Yes, we’ve always known, but we still pretend we don’t. This Pollinator Protection Plan is 14 pages of empty words masquerading as “doing something,” when we’re doing precisely nothing. It’s a boondoggle, a joke, a disgrace!
Sincerely,
Charlotte Trim
108 Codman Rd.
P.S. In Middlesex County, we lost over 90 percent of our managed hives over the past two winters, not the 29 percent loss mentioned as “the problem” in the MDAR plan.
P.P.S. Has anyone seen a bumblebee this year?
Letters to the editor must be signed with the writer’s name and street address and sent via email to lincolnsquirrelnews@gmail.com. Letters will be edited for punctuation, spelling, style, etc., and will be published at the discretion of the editor.

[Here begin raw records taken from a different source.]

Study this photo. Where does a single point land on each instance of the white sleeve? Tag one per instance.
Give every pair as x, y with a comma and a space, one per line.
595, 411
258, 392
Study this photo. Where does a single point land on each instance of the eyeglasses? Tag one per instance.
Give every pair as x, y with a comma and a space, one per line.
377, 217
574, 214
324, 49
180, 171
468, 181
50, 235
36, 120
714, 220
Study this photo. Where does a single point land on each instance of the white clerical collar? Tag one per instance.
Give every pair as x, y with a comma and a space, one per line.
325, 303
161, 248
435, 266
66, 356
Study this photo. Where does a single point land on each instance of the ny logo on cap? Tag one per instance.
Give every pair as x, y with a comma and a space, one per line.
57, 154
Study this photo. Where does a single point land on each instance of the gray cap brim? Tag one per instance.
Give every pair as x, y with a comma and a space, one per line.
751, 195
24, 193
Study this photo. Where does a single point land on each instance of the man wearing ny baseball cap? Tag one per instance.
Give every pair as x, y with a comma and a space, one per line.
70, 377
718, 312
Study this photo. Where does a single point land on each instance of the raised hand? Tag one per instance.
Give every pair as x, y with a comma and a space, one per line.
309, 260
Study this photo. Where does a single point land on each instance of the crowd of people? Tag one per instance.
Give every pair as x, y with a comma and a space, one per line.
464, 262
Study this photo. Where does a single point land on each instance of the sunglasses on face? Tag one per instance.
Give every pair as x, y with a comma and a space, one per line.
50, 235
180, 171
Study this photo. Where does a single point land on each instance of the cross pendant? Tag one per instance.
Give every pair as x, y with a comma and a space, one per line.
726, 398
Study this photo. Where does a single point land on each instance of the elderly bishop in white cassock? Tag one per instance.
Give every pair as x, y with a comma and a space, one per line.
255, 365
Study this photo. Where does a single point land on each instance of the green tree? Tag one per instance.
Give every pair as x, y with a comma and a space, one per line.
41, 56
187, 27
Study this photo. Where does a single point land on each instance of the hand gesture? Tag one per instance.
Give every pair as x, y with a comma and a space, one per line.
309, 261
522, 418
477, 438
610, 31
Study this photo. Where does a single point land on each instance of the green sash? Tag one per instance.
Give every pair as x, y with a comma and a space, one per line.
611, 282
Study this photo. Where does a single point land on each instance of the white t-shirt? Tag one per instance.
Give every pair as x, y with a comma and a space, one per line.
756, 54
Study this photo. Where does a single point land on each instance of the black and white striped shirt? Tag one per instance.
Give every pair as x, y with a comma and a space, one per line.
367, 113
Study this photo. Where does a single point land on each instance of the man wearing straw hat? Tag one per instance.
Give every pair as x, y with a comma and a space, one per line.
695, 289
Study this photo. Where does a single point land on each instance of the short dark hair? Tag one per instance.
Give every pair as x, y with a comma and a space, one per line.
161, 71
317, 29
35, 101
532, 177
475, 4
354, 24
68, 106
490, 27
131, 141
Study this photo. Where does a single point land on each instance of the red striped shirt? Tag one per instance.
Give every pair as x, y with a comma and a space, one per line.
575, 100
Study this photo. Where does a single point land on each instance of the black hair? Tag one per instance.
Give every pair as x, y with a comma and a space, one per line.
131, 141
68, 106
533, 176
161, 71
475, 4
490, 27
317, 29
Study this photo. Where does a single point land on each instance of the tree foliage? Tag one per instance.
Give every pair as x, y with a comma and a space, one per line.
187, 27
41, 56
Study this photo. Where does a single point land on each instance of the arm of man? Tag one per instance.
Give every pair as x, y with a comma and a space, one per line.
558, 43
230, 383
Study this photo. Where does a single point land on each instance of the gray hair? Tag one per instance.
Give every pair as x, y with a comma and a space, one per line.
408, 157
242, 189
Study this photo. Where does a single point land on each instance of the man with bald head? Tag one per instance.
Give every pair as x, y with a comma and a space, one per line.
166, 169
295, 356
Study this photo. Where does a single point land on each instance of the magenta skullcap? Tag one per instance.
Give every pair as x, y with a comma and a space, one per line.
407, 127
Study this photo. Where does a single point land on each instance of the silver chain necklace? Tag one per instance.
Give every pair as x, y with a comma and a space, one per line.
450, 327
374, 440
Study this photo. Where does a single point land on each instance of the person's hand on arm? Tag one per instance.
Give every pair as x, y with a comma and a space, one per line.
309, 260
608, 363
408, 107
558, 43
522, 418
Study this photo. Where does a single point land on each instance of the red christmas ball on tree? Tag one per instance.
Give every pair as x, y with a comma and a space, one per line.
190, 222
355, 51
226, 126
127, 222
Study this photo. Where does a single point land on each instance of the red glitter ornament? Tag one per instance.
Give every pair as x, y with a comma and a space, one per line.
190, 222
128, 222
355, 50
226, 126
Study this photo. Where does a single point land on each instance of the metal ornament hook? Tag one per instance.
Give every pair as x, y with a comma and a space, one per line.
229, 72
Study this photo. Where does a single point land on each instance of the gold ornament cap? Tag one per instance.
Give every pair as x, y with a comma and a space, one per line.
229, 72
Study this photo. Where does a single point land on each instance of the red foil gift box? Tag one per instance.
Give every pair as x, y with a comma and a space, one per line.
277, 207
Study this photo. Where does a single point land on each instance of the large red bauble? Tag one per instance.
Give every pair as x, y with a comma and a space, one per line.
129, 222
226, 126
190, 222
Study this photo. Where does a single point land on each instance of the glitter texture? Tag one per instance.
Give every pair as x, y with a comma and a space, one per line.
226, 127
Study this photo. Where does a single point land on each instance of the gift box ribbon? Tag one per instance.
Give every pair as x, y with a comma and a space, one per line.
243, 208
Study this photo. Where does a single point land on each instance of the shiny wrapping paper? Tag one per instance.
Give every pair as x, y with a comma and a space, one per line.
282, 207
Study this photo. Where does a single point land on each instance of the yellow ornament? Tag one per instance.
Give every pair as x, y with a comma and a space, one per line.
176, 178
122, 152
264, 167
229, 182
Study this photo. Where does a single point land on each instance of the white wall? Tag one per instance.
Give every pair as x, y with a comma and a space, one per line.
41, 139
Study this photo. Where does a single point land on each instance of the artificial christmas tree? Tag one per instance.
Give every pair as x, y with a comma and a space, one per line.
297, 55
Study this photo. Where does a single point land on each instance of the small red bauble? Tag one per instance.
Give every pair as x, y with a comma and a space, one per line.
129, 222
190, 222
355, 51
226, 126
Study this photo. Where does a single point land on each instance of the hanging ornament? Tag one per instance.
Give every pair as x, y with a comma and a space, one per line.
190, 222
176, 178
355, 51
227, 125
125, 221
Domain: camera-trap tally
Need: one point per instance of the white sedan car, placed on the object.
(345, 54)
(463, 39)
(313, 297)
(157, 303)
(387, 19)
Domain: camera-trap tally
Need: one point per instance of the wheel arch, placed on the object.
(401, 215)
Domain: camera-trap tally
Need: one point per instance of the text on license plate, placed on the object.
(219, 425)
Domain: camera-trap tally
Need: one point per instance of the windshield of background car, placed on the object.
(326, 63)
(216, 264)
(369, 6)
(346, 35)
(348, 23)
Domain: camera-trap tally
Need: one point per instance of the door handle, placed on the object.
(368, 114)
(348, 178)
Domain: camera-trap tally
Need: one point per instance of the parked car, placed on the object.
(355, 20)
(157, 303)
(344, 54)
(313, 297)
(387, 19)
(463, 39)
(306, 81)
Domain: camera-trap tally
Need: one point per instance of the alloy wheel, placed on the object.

Letters containing personal attacks, errors of fact or other inappropriate material will not be published.
Toby Frost says
Bravo!! or rather, Brava!!! to you both for speaking out about this incredibly urgent problem!!
Just one tiny, insignificant Q: Given this insane weather, isn’t it still early to be seeing bumblebees??
But far more importantly, we need to start a movement of ‘telling it like it is’, and waking up our nation to this tragic crisis!
I. Nebel says
Thanks to Charlotte Trim for this accurate and conscious- raising letter. It reminds me of other ways the EPA fails to protect life, such as allowing known cancer causing chemicals to be used in cosmetics, which are absorbed into the skin. In Europe, these chemicals are banned outright because the health of the populace in many of those countries is the primary consideration in determining approval of a chemical, not the profit margin of a company with lobbying power. It is the name of the EPA which is misleading, we continue to call it the environmental protection agency when it never has been that: it was named that precisely to inspire public trust and mitigate protest by independent researchers whose discoveries may have halted damaging trends in production and sales by powerful companies. In fact, the EPA’s role has long been to harness the negative effects of scientific discovery on corporations into legislation that is palatable from the standpoint of business growth. The EPA protects the special interests of large chemical companies and it is naive to think otherwise. The honey bees and their wise advocates are helpless against the human greed that is nurtured under the guise of ‘progress’, and protected in our society which values monetary gain above all. I comend Ms. Trim for her perseverance in bringing truth to light. May it not be overshadowed by the dark implication of those with power that to challenge the intrinsically corrupt value system of rampant, unbridled capitalism is un-American.